Pensive, Lise reprit :
« Mais comment as-tu fait pour survivre toutes ces années ? Comment t’es-tu nourrie ?
— La forêt est magique, répondit l’enfant en haussant les épaules. Elle est très gentille et fait apparaitre des arbres à fruits ou me donne des animaux à faire cuire quand j’ai faim, me procure des ruisseaux quand j’ai soif. »
Comme pour illustrer les propos d’Anamé, une petite rivière se matérialisa entre la journaliste et sa nouvelle rencontre. Lise recula d’un pas afin de ne pas se mouiller. Elle ne réalisait pas ce qu’elle vivait : c’était tellement incroyable.
Se rendant compte qu’elle avait soif, lise s’agenouilla et but goulûment l’eau fraiche que la forêt lui avait offerte.
Dès que la soif de la journalise fut étanchée, le ruisseau s’évapora.

Anamé prit la parole :
« Il faut absolument que l’on sorte de la forêt, bien qu’elle soit accueillante, il faut s’en aller.
— Oui, acquiesça Lise, vite il faut trouver la sortie. »
Les deux prisonnières décidèrent donc de revenir sur les pas de Lise.
Elles avaient déjà marché deux bonnes heures quand elles durent se rendre à l’évidence : l’endroit d’où la nouvelle venue était arrivée avait disparu.
Désemparées les deux filles, épuisées, s’assirent en tailleur afin de réfléchir.
« Qu’est-ce qu’on fait ?
— On verra demain Anamé, la nuit porte conseil. »
En effet, la nuit tombait à présent. Elles retournèrent avec peine dans l’épave pour dormir.

JOUR 2
Les rayons du soleil réveillèrent Lise et Anamé. Elles se levèrent et sortirent de la construction qui leur servait d’abri. Il y avait des arbres fruitiers partout, les aventurières se servirent généreusement pour prendre des forces : une longue et périlleuse journée les attendait.
De plus en plus de champignons aux nuances bleutées poussaient de tous les sens et dans toutes les directions.
Aux alentours de midi, les filles s’arrêtèrent pour manger et boire ce que la forêt leur offrait. Le soir, elles décidèrent de ne pas rentrer à l’épave, cela ne servirait à rien car elles continueraient leur chemin le lendemain.

JOUR 3
Rien, elles retournaient sans arrêt sur leurs pas, tournaient en boucle ou se perdaient dans des coins sombres et effrayants. Chou blanc. Encore.

JOUR 4
Lise et Anamé se décourageaient petit à petit.
Elles slalomaient en vain depuis trois jours, leurs espoirs se réduisaient à néant.
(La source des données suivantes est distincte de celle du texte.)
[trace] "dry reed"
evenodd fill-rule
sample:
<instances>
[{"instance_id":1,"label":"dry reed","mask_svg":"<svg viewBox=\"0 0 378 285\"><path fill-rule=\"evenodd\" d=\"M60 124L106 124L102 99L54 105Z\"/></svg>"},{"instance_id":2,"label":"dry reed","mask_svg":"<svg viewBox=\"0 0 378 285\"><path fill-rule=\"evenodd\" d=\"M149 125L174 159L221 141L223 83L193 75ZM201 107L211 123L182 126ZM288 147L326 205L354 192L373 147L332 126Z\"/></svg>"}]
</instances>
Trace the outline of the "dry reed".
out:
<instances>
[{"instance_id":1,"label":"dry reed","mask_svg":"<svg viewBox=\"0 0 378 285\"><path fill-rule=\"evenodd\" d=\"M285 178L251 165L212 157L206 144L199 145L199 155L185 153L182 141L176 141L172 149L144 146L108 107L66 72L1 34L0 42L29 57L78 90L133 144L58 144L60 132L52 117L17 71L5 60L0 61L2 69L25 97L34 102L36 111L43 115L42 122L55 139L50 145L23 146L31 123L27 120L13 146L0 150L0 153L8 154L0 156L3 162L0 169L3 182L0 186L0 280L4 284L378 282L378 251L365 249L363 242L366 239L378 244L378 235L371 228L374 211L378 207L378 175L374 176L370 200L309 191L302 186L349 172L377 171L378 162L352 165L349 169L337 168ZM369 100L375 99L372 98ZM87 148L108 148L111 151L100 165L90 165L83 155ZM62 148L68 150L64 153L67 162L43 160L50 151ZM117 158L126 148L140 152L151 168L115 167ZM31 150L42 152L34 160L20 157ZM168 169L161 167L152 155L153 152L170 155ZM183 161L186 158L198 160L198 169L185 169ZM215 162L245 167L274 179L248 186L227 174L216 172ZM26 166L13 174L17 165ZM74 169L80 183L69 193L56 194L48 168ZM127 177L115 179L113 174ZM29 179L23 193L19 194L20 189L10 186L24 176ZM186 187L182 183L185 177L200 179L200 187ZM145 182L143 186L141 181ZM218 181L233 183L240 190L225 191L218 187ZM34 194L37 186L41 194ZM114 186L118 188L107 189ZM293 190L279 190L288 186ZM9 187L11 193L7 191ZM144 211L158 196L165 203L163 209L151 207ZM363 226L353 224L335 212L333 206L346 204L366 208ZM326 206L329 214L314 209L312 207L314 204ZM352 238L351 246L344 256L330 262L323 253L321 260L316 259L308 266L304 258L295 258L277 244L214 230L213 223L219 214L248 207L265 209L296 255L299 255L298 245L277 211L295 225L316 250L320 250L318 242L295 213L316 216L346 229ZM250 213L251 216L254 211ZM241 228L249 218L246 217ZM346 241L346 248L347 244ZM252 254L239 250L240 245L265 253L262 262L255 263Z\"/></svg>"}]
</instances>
Faudrait-il rester cent ans de plus dans cette forêt enchantée ?
Les champignons insolites, qui, le troisième jour encore, étaient abondants, se fanaient maintenant à vue d’œil. Synonyme de l’approche de la fermeture.
Lise commençait à bien connaître Anamé et elle l’appréciait. Si elles parvenaient à sortir, Lise lui avait promis de tout lui apprendre sur le monde d’aujourd’hui.
L’enfant avait été ravie de savoir que les noirs étaient (presque partout) considérés égaux aux blancs. C’était, disait-elle, un cadeau du ciel. Elle en parlait tout le temps, elle faisait une prière pour remercier le seigneur d’avoir permis aux hommes d’ouvrir les yeux.
Les filles avaient une piste, elles avaient trouvé une allée de champignons, cette fois, violets et roses. Ils étaient leur dernière chance de revoir le vrai monde.

JOUR 5
Lise et Anamé avaient passé une nuit agitée, une légère de tempête avait détruit l’abri de fortune que les deux filles s’étaient construit.
C’était le dernier jour, Lise paniquait, pleurait et était dans tous ses états. Anamé quant à elle, se résignait à rester dans cette prison. Elle ne verserait pas de larmes, elle avait déjà échoué trois fois ce ne serai pas une quatrième qui la tuerait, en plus, maintenant, il y avait Lise, elle ne serait pas toute seule.
Les champignons violets roses formaient toujours un chemin, que les deux exploratrices parvenaient maintenant à distinguer et suivaient instinctivement. Ils étaient difficiles à suivre car ils disparaissaient sans cesse et réapparaissaient deux pas plus loin.
Le soleil de midi tapait déjà quand Lise et Anamé firent une pause de dix minutes à peine : pas le temps de se reposer plus ! Elles n’avaient plus que dix à douze heures pour trouver la sortie.

Heure -6
Elles suivaient toujours désespérément les champignons roses, perdant tout espoir de voir le vrai monde.

Heure -2
Les champignons roses n’apparaissaient plus. Le duo était perdu. Que faire ? Où aller ? Il ne restait que deux heures pour partir à tout jamais de cet endroit mystique.

Minute -50
Les deux filles s’étaient assises, épuisées et désespérées. La forêt leur donna généreusement à boire et à manger mais leur désir de sortir étant profond, elles repartirent animées par l’énergie du désespoir.

Minute -20
Anamé buvait tandis que Lise cherchait par tous les moyens un miracle qui leur permettrait de sortir de ce labyrinthe quant, soudain, elles entendirent un bruit. Mais pas n’importe quel bruit : des rires d’enfants. Impossible qu’ils viennent de la forêt, elles étaient seules.
« Anamé, tu as entendu ?
— Oui ! suivons les rires avant qu’ils ne s’arrêtent, vite ! »
Les deux filles couraient maintenant vers leur dernier espoir de sortir.

Minute -5
Lise s’arrêta net, faisant, au passage, tomber Anamé qui la suivait de près. Devant elles se trouvait un rideau de lianes qui cachait une source de lumière. Lise se hâta de relever Anamé et elles poussèrent ensemble le rideau.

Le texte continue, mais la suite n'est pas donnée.